Lastly, this was a point nobody made at the anniversary but which I will now take the authorial advantage to make. A UN agency has said that Jigawa’s PCI has over shot that of Kano and Kaduna, two of the most strategic states in Northern Nigeria. Only a UN agency can say this since Nigeria does not have the capability to measure PCI at the state level yet. Since nobody has challenged this, we take it as the correct state of things for today.

The question is, why do people still say that Jigawa is still the poorest state of the federation? Poorer than Osun, Enugu, Benue and some of these other lumpen states across the country? Is it still on the basis of school enrollment, television sets, savings profile, etc which the CBN used to arrive at that misleading finding?

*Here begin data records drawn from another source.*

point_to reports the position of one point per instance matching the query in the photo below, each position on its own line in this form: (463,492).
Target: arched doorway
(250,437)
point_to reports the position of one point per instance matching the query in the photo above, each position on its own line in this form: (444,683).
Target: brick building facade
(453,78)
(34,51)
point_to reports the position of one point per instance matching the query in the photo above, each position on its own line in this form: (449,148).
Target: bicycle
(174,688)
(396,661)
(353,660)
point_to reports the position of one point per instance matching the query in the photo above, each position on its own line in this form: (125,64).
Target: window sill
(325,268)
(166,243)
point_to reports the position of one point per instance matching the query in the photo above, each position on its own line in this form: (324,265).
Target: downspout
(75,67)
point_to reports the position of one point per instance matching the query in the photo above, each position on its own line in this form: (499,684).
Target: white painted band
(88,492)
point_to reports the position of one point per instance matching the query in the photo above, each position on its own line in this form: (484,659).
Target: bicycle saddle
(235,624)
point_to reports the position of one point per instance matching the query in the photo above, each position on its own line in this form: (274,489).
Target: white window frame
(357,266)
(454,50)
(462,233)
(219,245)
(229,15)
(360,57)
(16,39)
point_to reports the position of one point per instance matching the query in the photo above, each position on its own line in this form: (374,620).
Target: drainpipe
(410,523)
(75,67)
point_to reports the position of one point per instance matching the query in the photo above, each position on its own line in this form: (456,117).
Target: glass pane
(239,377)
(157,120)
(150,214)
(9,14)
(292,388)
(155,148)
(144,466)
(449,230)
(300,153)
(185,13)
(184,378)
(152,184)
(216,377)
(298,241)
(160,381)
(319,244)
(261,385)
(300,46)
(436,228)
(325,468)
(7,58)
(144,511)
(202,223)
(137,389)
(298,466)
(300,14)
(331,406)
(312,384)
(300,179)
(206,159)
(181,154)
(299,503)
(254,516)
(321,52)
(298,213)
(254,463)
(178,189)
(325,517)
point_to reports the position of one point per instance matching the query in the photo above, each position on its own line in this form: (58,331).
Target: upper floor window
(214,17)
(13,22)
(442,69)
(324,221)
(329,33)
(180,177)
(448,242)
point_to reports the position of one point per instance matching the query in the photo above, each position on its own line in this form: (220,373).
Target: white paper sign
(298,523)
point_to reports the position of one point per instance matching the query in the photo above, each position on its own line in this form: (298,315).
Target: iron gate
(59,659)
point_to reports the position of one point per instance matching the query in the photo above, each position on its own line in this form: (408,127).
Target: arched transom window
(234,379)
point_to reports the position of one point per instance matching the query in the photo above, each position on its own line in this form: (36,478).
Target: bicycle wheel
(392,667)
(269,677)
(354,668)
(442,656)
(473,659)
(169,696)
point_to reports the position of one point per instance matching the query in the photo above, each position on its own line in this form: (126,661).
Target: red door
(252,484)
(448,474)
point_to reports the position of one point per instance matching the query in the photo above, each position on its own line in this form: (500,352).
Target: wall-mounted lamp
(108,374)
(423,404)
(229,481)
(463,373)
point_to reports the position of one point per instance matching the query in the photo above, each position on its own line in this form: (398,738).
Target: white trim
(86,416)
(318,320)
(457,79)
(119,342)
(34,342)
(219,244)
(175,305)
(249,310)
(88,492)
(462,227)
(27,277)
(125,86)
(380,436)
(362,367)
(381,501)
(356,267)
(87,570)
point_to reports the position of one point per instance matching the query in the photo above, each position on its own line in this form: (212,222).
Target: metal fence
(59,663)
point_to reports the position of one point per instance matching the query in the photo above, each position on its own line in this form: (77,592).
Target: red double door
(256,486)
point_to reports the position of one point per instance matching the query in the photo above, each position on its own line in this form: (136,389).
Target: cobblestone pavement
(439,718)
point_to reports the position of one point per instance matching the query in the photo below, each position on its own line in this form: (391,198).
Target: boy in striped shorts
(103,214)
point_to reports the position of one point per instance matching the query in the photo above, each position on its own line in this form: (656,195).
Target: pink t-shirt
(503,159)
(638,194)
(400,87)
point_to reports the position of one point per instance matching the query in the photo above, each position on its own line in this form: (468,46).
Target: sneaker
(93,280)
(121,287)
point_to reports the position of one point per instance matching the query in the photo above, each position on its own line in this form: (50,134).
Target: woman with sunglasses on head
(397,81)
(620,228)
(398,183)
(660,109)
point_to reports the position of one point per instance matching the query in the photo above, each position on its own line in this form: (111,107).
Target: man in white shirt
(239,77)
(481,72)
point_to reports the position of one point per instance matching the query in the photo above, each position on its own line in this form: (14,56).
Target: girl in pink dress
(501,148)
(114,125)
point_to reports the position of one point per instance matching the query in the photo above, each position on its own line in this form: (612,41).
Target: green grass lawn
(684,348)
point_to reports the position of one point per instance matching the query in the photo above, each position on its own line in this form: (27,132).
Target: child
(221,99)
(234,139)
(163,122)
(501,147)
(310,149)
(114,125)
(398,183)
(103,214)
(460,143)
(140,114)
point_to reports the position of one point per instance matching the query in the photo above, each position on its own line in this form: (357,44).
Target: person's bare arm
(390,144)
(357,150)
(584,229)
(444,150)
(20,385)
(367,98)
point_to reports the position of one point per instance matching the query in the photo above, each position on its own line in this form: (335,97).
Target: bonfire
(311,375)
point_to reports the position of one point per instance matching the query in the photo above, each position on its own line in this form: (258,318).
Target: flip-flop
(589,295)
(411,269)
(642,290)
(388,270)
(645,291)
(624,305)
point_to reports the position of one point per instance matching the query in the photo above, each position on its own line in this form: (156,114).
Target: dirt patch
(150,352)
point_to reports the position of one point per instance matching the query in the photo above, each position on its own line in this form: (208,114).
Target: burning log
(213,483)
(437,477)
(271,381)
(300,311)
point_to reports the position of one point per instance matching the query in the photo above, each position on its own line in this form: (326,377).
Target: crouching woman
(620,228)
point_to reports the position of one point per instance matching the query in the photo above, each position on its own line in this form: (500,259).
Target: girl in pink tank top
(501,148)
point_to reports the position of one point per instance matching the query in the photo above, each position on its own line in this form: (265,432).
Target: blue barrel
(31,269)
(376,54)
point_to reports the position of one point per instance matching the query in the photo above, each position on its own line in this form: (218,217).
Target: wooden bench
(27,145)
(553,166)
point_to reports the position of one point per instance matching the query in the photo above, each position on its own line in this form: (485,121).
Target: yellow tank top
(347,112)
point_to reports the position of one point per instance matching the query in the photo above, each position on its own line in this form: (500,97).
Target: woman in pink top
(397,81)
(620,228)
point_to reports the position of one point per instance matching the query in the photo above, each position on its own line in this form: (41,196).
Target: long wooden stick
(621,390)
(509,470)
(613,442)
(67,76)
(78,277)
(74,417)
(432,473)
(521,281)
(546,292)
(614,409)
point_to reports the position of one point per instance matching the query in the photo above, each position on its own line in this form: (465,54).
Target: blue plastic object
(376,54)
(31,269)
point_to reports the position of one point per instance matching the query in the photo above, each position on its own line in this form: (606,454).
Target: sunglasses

In what way is a state where the poorest of the poor peasant family can boast of at least 5 cows, many goats and chicken, (meaning milk and protein) be the poorest? Has anybody talked to the CBN, the Federal Office of Statistics or whatever it is called now, five or so years after the CBN made its declaration on Jigawa? Without denying Governor Sule Lamido the propaganda value of the poverty rating of Jigawa, it is time to challenge the analogy that Jigawa is the poorest state. Happy 20th anniversary to Jigawa!